“What we really need is a virgin.”
The story begins with Nicholas Pryce, Viscount Somerton, the leader of the Dashers – a group of rakes and dashing rogues bent upon outwitting their rival group the Blades by answering a challenge to find “something so singular and extraordinary as to astound and amaze us”- suggesting that the Dashers abscond a lady. But not just any lady, a lady so singular and extraordinary that it will most definitely astound and amaze each member of the Blades: a virgin.

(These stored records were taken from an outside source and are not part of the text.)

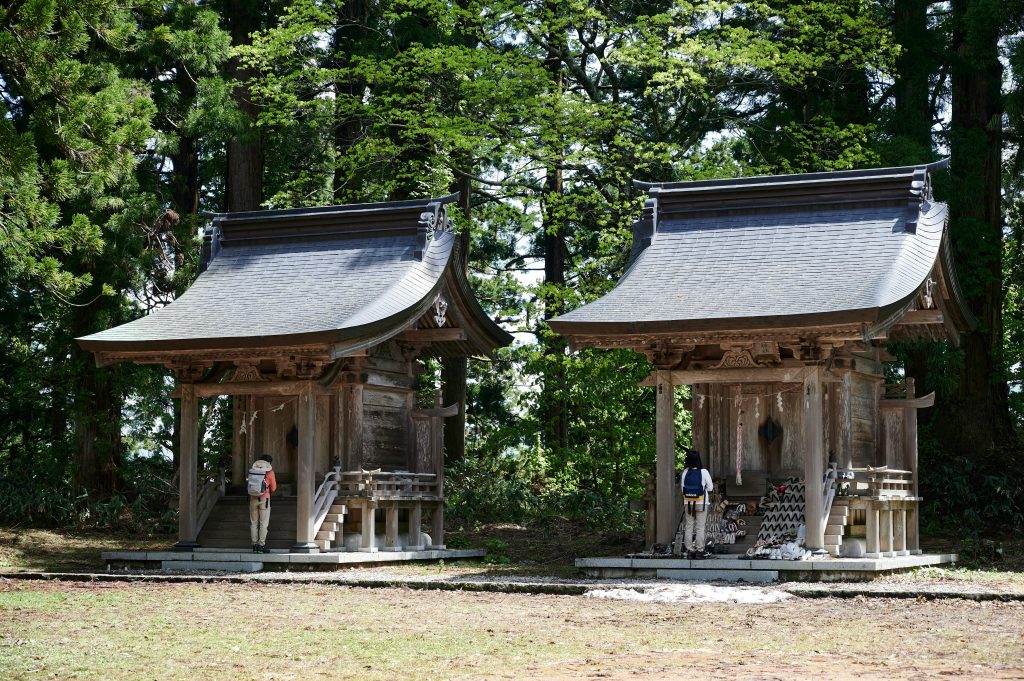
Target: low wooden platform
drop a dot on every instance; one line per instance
(740, 568)
(233, 560)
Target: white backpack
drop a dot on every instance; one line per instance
(257, 481)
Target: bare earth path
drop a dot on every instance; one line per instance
(255, 631)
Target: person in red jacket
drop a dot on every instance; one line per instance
(261, 483)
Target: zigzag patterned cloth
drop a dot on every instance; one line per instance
(783, 514)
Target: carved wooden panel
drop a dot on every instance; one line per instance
(862, 421)
(279, 417)
(893, 430)
(384, 417)
(787, 410)
(424, 451)
(323, 458)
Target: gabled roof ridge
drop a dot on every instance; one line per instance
(335, 209)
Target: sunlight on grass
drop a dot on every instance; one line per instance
(226, 631)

A popular opening hook among romance authors is to begin a story with dialogue, the idea being that it will bring the reader immediately into the action of the plot and “hook” them. This hook often fails because many writers use it to show the heroine’s pain or anxiety before we even know or care about her.

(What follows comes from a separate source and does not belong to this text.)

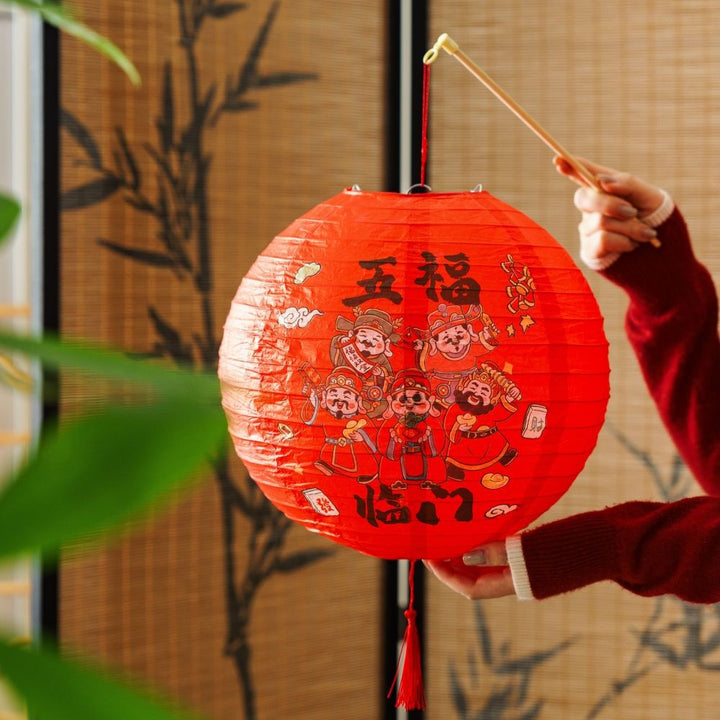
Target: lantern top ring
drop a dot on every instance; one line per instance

But while I had been a little wary of such beginnings in the past, Lane uses each bit of dialogue and description to her full advantage and the first sentence is no different. What a great start to an even better novel. Not only does Lane begin the book from the point of view of the male protagonist, but she sets up his entire character with that line. He’s amusing and more than a little outrageous…. But where does one find an undisputable virgin in Regency society?
Apparently not among the Viscount’s regular acquaintances (or their sisters, apparently), so Nick suggests abducting the only certain virgin in town: Miss Wilhelmina Culpepper, the eldest daughter of the pious Reverend Culpepper. Willie, who turns out to be a not so pious daughter, and Nick, who turns out to be a not so rakish viscount, have to muddle their way through securing Nick a bride that will meet his criteria: she must be suitably wealthy and be able to hold Nick’s interest. Although Willie takes up the job of finding Nick a bride, admirably, it’s against her own desires.

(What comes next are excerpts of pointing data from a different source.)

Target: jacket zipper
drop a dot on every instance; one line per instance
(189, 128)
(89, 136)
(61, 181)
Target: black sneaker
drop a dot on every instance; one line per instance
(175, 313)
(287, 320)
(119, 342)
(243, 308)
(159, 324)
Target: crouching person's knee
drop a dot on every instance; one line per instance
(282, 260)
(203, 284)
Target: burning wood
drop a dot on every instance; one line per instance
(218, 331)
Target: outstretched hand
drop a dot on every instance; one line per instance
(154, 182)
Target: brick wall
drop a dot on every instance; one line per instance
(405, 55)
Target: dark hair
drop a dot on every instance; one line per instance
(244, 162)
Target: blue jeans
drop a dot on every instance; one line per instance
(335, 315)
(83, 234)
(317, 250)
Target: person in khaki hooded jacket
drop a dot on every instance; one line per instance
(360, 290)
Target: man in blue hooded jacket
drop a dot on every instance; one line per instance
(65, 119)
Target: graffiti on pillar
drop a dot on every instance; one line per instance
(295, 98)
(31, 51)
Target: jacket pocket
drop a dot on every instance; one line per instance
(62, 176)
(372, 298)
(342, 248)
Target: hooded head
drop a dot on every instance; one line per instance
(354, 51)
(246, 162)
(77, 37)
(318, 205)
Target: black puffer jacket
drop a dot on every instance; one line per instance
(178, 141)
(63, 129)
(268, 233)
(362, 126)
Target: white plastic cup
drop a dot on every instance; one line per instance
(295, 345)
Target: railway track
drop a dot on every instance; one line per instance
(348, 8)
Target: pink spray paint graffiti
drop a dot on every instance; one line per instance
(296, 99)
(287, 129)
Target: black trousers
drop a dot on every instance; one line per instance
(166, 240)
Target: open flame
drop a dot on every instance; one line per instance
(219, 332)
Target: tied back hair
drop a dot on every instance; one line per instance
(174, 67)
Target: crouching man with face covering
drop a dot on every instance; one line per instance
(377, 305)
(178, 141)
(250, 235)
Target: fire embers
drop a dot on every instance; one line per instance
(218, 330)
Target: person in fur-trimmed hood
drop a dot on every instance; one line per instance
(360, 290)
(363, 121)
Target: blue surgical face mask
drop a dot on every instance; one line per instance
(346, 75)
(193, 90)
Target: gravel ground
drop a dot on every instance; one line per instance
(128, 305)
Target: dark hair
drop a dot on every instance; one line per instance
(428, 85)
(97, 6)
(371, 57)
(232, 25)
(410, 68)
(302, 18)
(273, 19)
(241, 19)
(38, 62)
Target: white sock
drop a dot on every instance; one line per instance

Lane does an excellent job of switching points of view between the two leads, making both characters endearing and interesting. Too many times I’ve read books where the hero was to die for but the heroine lacked a little something, or vice versa. Not this time. Instead, both characters were instantly likeable, although not perfect in the least – each having his/her own foibles respectively – but that just made them all the more interesting.
The main conflict in the novel, finding a wealthy wife for the Viscount, is threaded through the entire text seamlessly, and produces a wonderful level of sexual tension that, amazingly, doesn’t involve very much sex. The sex scenes that were evident were not exceptionally graphic, but well written and moved the story along nicely. Moreover, a stolen kiss here and there was enough to keep me flipping through the pages eagerly, wondering and hoping about how they would finally be able to transcend all this foolishness about marrying for money and finally, eventually, marry for love. Lane didn’t put in “love scenes” just to add pages, they truly added to the romance, which I appreciated.
It was also nice to see two characters who aren’t fighting their feelings through entire novel. Lane’s characters feel no such need to prevaricate about their feelings for one another, but are conflicted because of outside elements. It’s also great to see a romantic male protagonist who isn’t typical Alpha or Beta-male. Sure, he’s got romantic inclinations, but he’s still all male! Nick’s character made me giggle, blush, and whimper with longing – all in turn. I couldn’t ask for anymore more in a character.
If you enjoy Julia Quinn, I think you would enjoy Connie Lane’s novel The Viscount’s Bawdy Bargain and I recommend it completely. As for myself, I plan on returning to the bookstore and picking up her other novels as well.